Ramón Jáuregui betonte, dass die europhoben Parteien nur 15% der Sitze im neuen Europäischen Parlament erreichten. Obwohl EVP und S&D weiterhin die wichtigsten Kräfte im Plenum sind, wird eine Koalition von drei oder vier Parteien erforderlich sein, um stabile Mehrheiten zu erhalten. Trotz der relativen Mehrheit der euroskeptischen Parteien in einigen Ländern zeigt das Eurobarometer, dass mehr als zwei Drittel der europäischen Bürger für die Europäische Union sind. Er betonte, dass es von entscheidender Bedeutung sei, dass die europäischen Staats- und Regierungschefs ein intelligentes Gleichgewicht bei der Verteilung wichtiger Positionen in der Europäischen Union erreichten. Darüber hinaus sieht Herr Jáuregui die Notwendigkeit, die Schaffung der einheitlichen europäischen Währung abzuschließen, Normen und Arbeitsgesetze zu harmonisieren sowie die Migrationsfrage und die Fortschritte im Bereich der gemeinsamen Verteidigung zu vereinbaren.

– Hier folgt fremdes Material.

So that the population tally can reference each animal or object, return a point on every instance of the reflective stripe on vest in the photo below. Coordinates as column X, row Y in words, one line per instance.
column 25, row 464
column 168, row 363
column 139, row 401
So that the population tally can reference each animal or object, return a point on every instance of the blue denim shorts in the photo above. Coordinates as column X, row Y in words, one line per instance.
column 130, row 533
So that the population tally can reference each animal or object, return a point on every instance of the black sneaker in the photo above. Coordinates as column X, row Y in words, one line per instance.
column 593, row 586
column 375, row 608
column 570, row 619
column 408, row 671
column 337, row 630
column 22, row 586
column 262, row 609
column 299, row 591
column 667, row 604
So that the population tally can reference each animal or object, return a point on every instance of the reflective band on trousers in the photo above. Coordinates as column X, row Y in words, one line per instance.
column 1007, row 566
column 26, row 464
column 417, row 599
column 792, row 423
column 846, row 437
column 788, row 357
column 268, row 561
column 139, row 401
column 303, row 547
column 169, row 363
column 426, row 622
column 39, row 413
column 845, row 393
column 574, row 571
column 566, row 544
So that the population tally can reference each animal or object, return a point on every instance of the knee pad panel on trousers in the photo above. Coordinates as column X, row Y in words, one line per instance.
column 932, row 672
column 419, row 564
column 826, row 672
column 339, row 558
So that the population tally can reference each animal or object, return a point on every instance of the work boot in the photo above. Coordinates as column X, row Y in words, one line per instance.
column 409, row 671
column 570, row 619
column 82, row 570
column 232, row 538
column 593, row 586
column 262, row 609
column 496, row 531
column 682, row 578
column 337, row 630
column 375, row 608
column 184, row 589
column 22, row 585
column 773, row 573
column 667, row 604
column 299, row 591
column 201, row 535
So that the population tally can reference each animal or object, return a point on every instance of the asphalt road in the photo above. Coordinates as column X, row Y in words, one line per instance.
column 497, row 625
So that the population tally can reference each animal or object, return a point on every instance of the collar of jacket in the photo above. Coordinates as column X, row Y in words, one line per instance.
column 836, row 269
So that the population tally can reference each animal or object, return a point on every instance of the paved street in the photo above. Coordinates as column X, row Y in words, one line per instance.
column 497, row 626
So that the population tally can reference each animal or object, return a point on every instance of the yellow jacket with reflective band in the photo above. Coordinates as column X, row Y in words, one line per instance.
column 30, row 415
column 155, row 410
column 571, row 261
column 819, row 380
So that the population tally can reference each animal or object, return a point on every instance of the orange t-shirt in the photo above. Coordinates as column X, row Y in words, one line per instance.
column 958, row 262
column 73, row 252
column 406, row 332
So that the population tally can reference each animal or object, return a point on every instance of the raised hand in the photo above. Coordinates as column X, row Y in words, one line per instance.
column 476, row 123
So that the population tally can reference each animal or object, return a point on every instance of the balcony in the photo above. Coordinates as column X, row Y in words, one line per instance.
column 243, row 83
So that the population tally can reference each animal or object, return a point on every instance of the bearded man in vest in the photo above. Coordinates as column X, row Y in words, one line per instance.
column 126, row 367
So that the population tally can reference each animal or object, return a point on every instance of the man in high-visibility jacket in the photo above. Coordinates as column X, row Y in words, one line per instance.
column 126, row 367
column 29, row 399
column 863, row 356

Ihm zufolge muss sich die Europäische Union angesichts eines offen anti-europäischen US-Präsidenten auf alle Eventualitäten des Brexit vorbereiten.

Jose Maria Lassalle griff in seiner Rede das Phänomen der kollektiven Angst im 21. Jahrhundert wieder auf. Seiner Meinung nach zeichneten sich weite Teile der Bevölkerung dadurch aus, dass sie Sorge und Angst vor der digitalen Revolution empfänden. Die neuen Technologien und die Digitalisierung würden dabei insbesondere als Bedrohung des Mittelstandes und des Arbeitsmarktes wahrgenomen. Diese Zukunftsangst befördere einen neuen Populismus, der gegenwärtig die in allen europäischen Gesellschaften beobachtet werden könne. China und die Vereinigten Staaten kämpften dabei einen einen technologischen Krieg zwischen den „digital mandarines“, die alle politische Macht in den Händen einiger weniger politischen Führer vereinten, und eines „digital calvinism“, für den die mächtige technologische corporate governance des silicon valleys stehe. In diesem technologischen Krieg sei Europa eines von mehreren attraktiven Schlachtfeldern zwischen den beiden Mächten, da die EU große Mengen an big data erzeuge, einem Gut, welches viele Experten für das Gold oder das Öl des 21. Jahrhunderts hielten. Daher empfiehlt Lassalle, die Rolle der Europäischen Union in diesem Zusammenhang neu zu interpretieren und sich als unabhängiger Akteur zwischen den beiden Mächten zu positionieren. Dabei könne Europa der globalen Gesellschaft einen Dritten Weg anbieten, der den technischen Fortschritt für das Wohlbefinden der Menschen nutze, jedoch zugleich die europäischen Werte gleichermaßen berücksichtige und damit die Freiheit der Bürger vor einem Missbrauch der Technologie schütze. Laut Lassalle seien es diese Werte und deren Potential, im Technologiezeitalter die Freiheiten der Bürger zu schützen, die die weltweite Attraktivität Europas als Modell ausmachten.